Atomic clocks achieved an unheard accuracy, the FOCS1 activated in 2004 in Switzerland has an accuracy of 1 second in 30 million years. It would seem that any improvement in accuracy would not only be difficult but also useless!
Well, it is not so. NIST physicists have managed to create a clock that has an accuracy better than 1 second every 13.8 billion years (that is the estimated age of our Universe). The clock is based on ytterbium atoms and on the measurement of their frequency.
This is an amazing accuracy but what would be the usefulness of such accuracy? It turns out that with such accuracy it becomes possible to measure the effect of gravity on time. Einstein pointed out that time and space are the fabric of the universe, connected one to the other. He also showed that gravity warps the space time continuum, hence gravity affects time as well as space.
Since Earth gravity is slightly different in different places, depending on altitude (the higher up you go the farther from Earth gravitational center and therefore the lesser the gravity), one should notice that one of this clock based at an higher altitude should tick faster than one located at a lower altitude.
This might provide a further confirmation to Einstein theory of relativity (both special and general) but as Einstein would have said, we do not need further prove of his theory. What scientists are planning to do is to use these clocks to search for dark matter.

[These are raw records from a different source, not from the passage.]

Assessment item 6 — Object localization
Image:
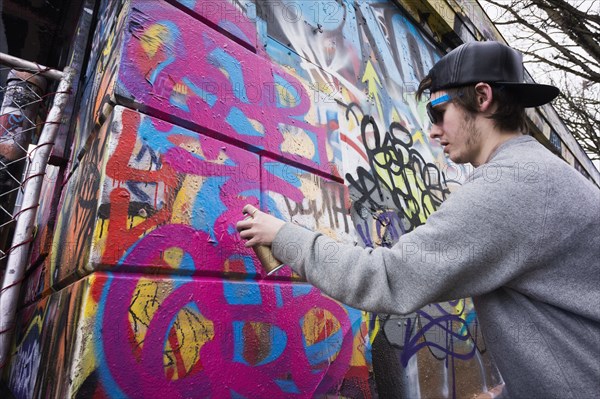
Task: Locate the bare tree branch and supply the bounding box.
[479,0,600,161]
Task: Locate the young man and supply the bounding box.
[237,42,600,399]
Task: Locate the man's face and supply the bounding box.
[429,91,482,163]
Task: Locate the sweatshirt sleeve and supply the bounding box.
[273,166,545,314]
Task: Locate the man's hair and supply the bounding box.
[416,76,527,133]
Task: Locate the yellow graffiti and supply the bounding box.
[362,61,384,118]
[140,24,169,58]
[302,308,340,362]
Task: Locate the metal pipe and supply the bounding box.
[0,53,64,80]
[0,67,75,369]
[0,69,46,255]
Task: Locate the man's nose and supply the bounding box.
[429,124,442,139]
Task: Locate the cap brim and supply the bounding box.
[496,82,560,108]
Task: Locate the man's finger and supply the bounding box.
[242,204,258,217]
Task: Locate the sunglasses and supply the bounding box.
[426,94,452,125]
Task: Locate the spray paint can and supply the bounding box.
[245,214,284,276]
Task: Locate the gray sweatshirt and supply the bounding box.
[273,136,600,399]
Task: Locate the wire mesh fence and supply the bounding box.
[0,66,49,266]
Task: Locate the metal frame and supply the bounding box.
[0,53,75,369]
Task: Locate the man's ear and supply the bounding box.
[475,83,494,113]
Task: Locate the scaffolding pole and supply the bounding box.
[0,53,75,369]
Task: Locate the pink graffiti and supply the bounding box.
[100,262,353,398]
[117,2,340,178]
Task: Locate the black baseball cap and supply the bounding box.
[428,41,560,107]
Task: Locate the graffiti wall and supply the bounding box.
[4,0,502,399]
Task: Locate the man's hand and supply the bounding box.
[235,204,285,247]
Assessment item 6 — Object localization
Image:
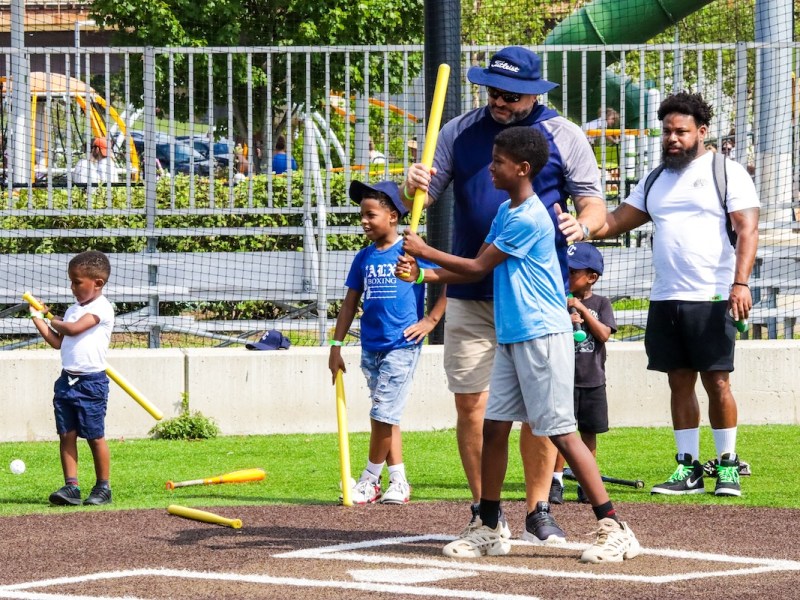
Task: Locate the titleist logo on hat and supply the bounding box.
[492,60,519,73]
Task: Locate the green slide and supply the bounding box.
[544,0,711,127]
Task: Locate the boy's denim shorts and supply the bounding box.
[361,344,422,425]
[53,371,108,440]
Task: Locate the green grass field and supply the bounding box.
[0,425,800,516]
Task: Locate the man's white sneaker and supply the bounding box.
[458,502,511,540]
[581,518,641,563]
[350,478,381,504]
[381,477,411,504]
[442,518,511,558]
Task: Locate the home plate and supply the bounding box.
[348,569,477,584]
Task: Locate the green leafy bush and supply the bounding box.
[148,394,219,440]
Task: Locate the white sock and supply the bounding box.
[389,463,406,481]
[673,427,700,460]
[711,427,736,460]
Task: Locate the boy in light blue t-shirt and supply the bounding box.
[328,181,446,504]
[397,127,640,563]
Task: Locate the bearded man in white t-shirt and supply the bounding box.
[595,92,760,496]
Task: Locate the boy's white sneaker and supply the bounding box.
[381,477,411,504]
[581,518,642,563]
[339,477,381,504]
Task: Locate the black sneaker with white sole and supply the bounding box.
[522,502,567,546]
[650,454,706,496]
[49,483,81,506]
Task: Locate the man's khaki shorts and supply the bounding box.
[444,298,497,394]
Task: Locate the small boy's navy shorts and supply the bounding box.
[53,371,108,440]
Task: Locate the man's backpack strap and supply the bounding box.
[644,157,737,248]
[713,152,738,248]
[644,164,664,220]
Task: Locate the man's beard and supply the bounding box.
[661,140,700,171]
[489,105,535,125]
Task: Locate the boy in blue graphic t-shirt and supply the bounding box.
[328,181,446,504]
[397,127,640,563]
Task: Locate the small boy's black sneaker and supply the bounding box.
[547,477,564,504]
[522,502,567,546]
[50,483,81,506]
[83,485,111,506]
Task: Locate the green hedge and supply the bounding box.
[0,171,410,254]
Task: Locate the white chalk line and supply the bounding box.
[0,569,538,600]
[0,535,800,600]
[274,535,800,584]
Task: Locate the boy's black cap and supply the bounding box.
[350,181,408,218]
[567,242,603,275]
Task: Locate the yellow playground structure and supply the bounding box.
[0,72,140,183]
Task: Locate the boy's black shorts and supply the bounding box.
[53,370,108,440]
[575,385,608,433]
[644,300,736,373]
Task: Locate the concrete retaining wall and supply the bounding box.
[0,341,800,441]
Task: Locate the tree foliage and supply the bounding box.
[91,0,423,137]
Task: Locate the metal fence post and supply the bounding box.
[140,46,161,348]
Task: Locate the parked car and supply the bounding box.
[156,143,211,176]
[192,138,233,169]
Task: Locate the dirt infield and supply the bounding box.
[0,502,800,600]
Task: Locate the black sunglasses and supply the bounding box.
[486,87,522,104]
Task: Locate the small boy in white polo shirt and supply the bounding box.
[30,250,114,506]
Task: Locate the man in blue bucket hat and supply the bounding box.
[402,46,606,556]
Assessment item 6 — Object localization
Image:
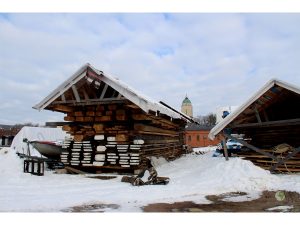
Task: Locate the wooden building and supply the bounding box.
[33,64,189,172]
[209,79,300,172]
[184,123,221,148]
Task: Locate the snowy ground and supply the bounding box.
[0,147,300,212]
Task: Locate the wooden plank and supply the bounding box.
[134,123,178,135]
[222,138,228,161]
[100,84,108,100]
[270,147,300,172]
[254,107,261,123]
[95,116,112,122]
[52,105,74,112]
[229,119,300,128]
[72,84,80,102]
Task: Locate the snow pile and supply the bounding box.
[0,148,300,212]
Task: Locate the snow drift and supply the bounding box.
[0,148,300,212]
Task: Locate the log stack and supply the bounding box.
[238,144,300,173]
[61,104,185,171]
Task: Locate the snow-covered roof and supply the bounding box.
[33,63,189,119]
[208,79,300,140]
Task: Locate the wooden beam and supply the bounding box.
[72,84,80,102]
[52,105,74,112]
[222,138,228,161]
[83,87,90,100]
[230,119,300,128]
[263,109,269,122]
[223,132,278,161]
[254,107,261,123]
[52,98,126,105]
[61,93,66,102]
[270,147,300,172]
[100,84,108,100]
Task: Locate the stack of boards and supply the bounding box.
[61,135,144,169]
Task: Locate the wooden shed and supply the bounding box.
[33,64,190,172]
[209,79,300,172]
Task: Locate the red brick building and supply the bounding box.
[184,123,221,148]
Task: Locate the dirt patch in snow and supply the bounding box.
[62,203,120,212]
[142,191,300,212]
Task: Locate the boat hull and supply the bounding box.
[30,141,62,159]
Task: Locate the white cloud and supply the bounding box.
[0,13,300,125]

This dark matter should be somewhere (plenty of it actually) but being “dark” we cannot see it. The idea is that we should be able to see the effect that the gravity has on time (spacetime warp) and possibly detect ripple in the space time.
We’ll see in the next few years if this clock will let scientists detect the dark matter. Whether or not that will happen the amazing feat of measuring time with this accuracy remains as a tremendous achievement.